# Rotenburg a.d.Fulda



## flip6 (9. Februar 2012)

Hey 
suche nette leute, die lust haben regelmäßig nach feierabend oder am wochenende kleine bis große touren zu fahren!


----------



## Laderboesi (10. Februar 2012)

Hi,

Kommst Du direkt aus Rotenburg?
Ich selber bin aus einem Rotenburger Ortsteil und fahre 4-5x die Woche. Auch gerne lange Touren mit vielen HM (CC).
Was stellst Du Dir  so an Touren vor? 
Kannst Dich ja bei Interesse mal melden...

Gruß
Markus


----------



## MTB-News.de




----------



## Franz Ferdinand (19. Mai 2012)

Hi,

ich hätte Lust euch zu einer gemeinsamen Tour einzuladen.

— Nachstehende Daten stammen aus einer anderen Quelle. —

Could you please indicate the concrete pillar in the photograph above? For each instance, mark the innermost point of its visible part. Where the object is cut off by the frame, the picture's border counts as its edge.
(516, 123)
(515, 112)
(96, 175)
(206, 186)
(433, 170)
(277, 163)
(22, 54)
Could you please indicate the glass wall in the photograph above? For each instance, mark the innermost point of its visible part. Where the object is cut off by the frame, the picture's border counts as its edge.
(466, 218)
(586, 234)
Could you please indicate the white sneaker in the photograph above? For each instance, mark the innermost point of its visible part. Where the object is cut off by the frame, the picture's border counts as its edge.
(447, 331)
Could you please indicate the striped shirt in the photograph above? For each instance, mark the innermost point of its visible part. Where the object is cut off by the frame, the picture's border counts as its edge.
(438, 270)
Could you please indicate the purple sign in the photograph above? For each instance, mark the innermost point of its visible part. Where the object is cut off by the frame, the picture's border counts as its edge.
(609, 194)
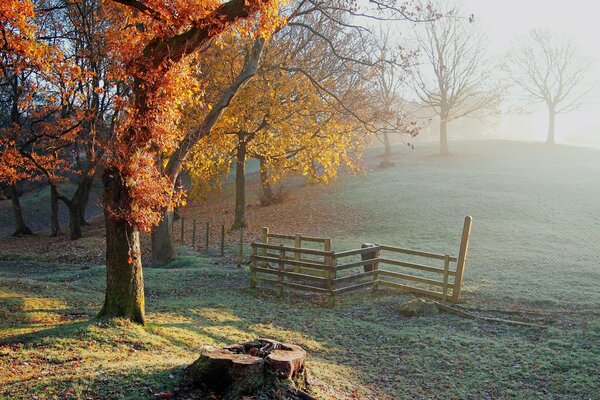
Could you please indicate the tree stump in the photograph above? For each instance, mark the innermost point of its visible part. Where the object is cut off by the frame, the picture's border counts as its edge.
(259, 366)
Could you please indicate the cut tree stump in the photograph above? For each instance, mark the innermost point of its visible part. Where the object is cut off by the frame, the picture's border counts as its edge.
(259, 366)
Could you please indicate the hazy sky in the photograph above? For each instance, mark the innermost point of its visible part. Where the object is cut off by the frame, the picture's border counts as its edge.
(503, 20)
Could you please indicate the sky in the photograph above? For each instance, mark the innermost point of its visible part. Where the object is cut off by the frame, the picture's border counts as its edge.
(504, 21)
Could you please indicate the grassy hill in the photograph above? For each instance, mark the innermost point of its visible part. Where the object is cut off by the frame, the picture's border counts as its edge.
(534, 256)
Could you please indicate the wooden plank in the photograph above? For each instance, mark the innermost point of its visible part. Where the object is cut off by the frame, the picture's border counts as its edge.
(445, 283)
(414, 278)
(354, 287)
(354, 252)
(416, 253)
(410, 288)
(306, 287)
(355, 276)
(289, 274)
(267, 281)
(292, 249)
(415, 266)
(292, 262)
(281, 270)
(357, 263)
(253, 269)
(314, 239)
(297, 245)
(280, 236)
(292, 237)
(462, 258)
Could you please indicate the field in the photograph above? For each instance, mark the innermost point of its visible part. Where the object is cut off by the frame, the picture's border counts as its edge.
(534, 257)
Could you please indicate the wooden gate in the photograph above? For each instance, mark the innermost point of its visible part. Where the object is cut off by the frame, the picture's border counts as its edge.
(324, 271)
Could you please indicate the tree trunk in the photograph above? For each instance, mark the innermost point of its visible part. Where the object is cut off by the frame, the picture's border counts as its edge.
(21, 227)
(265, 185)
(551, 119)
(387, 152)
(124, 279)
(193, 136)
(74, 220)
(444, 150)
(54, 223)
(240, 186)
(163, 248)
(86, 187)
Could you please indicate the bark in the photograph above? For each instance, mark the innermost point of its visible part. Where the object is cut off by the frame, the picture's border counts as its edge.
(444, 150)
(163, 248)
(86, 187)
(387, 147)
(54, 223)
(124, 279)
(75, 206)
(551, 120)
(265, 185)
(21, 227)
(160, 236)
(240, 185)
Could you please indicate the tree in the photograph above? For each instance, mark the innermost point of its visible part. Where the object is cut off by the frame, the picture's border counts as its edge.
(39, 86)
(153, 48)
(306, 18)
(453, 81)
(549, 69)
(389, 83)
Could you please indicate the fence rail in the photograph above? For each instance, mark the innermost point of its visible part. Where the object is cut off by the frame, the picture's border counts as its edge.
(323, 271)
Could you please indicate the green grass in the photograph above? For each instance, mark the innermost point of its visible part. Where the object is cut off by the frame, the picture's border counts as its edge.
(534, 252)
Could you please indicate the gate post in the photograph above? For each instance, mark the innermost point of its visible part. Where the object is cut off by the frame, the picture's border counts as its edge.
(462, 258)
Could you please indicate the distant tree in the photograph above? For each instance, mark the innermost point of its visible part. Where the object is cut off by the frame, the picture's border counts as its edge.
(454, 80)
(390, 83)
(549, 69)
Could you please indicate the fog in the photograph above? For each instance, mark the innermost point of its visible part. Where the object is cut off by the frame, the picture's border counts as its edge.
(503, 25)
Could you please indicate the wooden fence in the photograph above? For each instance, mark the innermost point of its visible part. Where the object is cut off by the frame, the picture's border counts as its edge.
(324, 271)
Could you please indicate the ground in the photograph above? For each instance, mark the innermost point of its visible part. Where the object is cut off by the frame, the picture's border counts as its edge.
(534, 257)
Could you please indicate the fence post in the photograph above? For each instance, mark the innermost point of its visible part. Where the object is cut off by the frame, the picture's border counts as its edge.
(462, 257)
(376, 271)
(182, 229)
(280, 276)
(194, 233)
(297, 245)
(241, 259)
(264, 238)
(446, 271)
(330, 281)
(206, 237)
(327, 247)
(252, 267)
(222, 240)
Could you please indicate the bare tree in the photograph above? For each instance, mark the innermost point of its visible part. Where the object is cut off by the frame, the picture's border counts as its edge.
(389, 84)
(453, 80)
(549, 69)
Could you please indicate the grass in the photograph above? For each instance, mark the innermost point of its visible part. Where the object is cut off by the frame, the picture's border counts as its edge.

http://www.mtb-news.de/forum/showthread.php?t=580569


Gruss,
Jan-Hendrik


----------



## SiSiTop (23. März 2015)

Hallo Rotenburger,

ich werde demnächst auch mal in der Gegend Rotenburg für 2, 3 Tage biken wollen.
Hat vielleicht jemand ein paar Tracks für mich oder Links auf entsprechende Touren?
Kondition und Fahrtechnik sind vorhanden, ebenso eine Aversion gegen gerade und breite Wege. ;-)

Ich danke sehr im Voraus.


----------